Ho l’onore di poter seguire il percorso di Paolo Terdich da diversi anni, e lo faccio con la stessa curiosità e lo stesso affetto del primo giorno. Ogni nuova tappa mi restituisce la conferma di un talento raro, capace di rivolgere il proprio sguardo oltre la superficie, oltre la superficialità, e di aprire gli orizzonti del pensiero verso mondi sospesi tra memoria e sogno.
Con “La forma del silenzio”, la mostra antologica ospitata al Museo Venanzo Crocetti, Terdich raggiunge una maturità espressiva che ritrovo con emozione fin dai tempi della sua esposizione alla Sala del Cenacolo di Palazzo Valdina, alla Camera dei Deputati. In quell’occasione la forza delle sue opere si impose con l’autorevolezza propria dei grandi messaggi artistici. Oggi quella stessa intensità torna in un progetto di ampio respiro.
L’artista costruisce le sue immagini con un rigore formale che è proprio dell’iperrealismo, per poi lasciarle scivolare in un’atmosfera sospesa e misteriosa. Questa tensione tra nitidezza e sogno definisce la sua cifra pittorica.
L’acqua, elemento ricorrente nelle sue tele, si fa metafora di passaggio e simbolo di silenziosa rigenerazione dello spirito. Il blu che domina le composizioni porta con sé un senso dell’infinito e della memoria, e guida chi osserva verso una dimensione metafisica e universale. Ed ecco forse la novità critica, oggi più che mai nel lavoro di Paolo Terdich appare la riflessione estetica metafisica, non un nuovo capitolo ma credo sia la normale evoluzione di una ricerca artistica che continua ad evolversi. Son certo che sia questa la vera grande novità di questa nuova mostra museale a Roma.

Un capitolo della mostra si dedica alla memoria dell’esodo delle popolazioni istriane e dalmate e al drammatico imbarco sulla motonave Toscana. Terdich trasforma questa ferita della storia italiana in un racconto capace di parlare con delicatezza alla coscienza della nazione intera.
Il Presidente della Commissione Cultura della Camera dei Deputati, Federico Mollicone, ha voluto esprimere il plauso delle Istituzioni per questa iniziativa confermando ancora una volta la sua grande sensibilità verso il mondo dell’arte.

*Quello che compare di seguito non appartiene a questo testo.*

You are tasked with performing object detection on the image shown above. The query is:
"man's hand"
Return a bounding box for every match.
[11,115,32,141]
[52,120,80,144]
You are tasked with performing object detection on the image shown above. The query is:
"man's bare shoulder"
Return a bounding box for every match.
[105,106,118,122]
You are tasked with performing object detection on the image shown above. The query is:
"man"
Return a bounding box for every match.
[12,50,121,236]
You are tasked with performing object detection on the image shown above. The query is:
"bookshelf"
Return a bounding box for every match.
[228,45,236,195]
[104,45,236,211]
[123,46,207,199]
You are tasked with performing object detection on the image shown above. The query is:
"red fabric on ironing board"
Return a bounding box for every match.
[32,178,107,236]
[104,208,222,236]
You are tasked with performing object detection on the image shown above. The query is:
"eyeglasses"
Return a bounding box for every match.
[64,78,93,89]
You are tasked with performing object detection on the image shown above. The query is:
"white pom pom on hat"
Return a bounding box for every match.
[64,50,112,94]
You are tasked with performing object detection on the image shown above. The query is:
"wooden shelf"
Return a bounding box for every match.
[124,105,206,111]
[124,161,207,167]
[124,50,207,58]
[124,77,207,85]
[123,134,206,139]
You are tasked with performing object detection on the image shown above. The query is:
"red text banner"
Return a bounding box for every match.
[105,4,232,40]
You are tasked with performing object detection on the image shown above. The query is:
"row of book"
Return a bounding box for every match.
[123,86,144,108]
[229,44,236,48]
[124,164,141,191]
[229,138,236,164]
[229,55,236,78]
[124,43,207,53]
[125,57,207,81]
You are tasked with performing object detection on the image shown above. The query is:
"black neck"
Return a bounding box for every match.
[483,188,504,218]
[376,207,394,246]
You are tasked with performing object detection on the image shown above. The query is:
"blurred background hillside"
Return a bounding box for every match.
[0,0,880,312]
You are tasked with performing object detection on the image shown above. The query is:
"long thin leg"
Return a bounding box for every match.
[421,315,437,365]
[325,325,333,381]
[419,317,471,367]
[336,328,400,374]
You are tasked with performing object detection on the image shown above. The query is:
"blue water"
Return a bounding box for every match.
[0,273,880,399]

Accompagno il lavoro di Paolo Terdich da tempo, con la stima e l’affetto che si riservano ai percorsi artistici autentici, e sono molto contento del percorso istituzionale e museale che sta compiendo nel mondo dell’arte contemporanea. “La forma del silenzio” ne rappresenta una tappa importante, e invito chiunque ami la pittura a scoprirla al Museo Venanzo Crocetti.